Emergent abilities refer to capabilities in large language models (LLMs) that are absent in smaller models but appear once a model reaches a sufficient scale. The term was popularized by a 2022 paper from Google Research, and it has since become one of the most debated concepts in modern artificial intelligence. Whether these abilities represent genuine qualitative shifts in computation or statistical artifacts of evaluation methodology remains an open question, with significant implications for AI safety and the future of machine learning research.

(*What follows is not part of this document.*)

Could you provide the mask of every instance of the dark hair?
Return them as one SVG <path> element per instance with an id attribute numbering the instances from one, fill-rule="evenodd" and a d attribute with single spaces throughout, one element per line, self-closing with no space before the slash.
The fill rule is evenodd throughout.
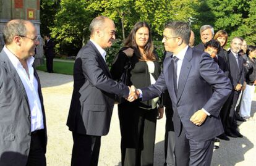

The concept of emergence has deep roots in philosophy and the natural sciences. In physics, phase transitions (such as water freezing into ice) produce qualitative changes in macroscopic properties that cannot be predicted from a single molecule's behavior. In biology, flocking behavior emerges from simple rules followed by individual birds. The application of this concept to LLMs follows a similar logic: certain capabilities appear to arise not from any single component of the model but from the collective interactions of billions of parameters.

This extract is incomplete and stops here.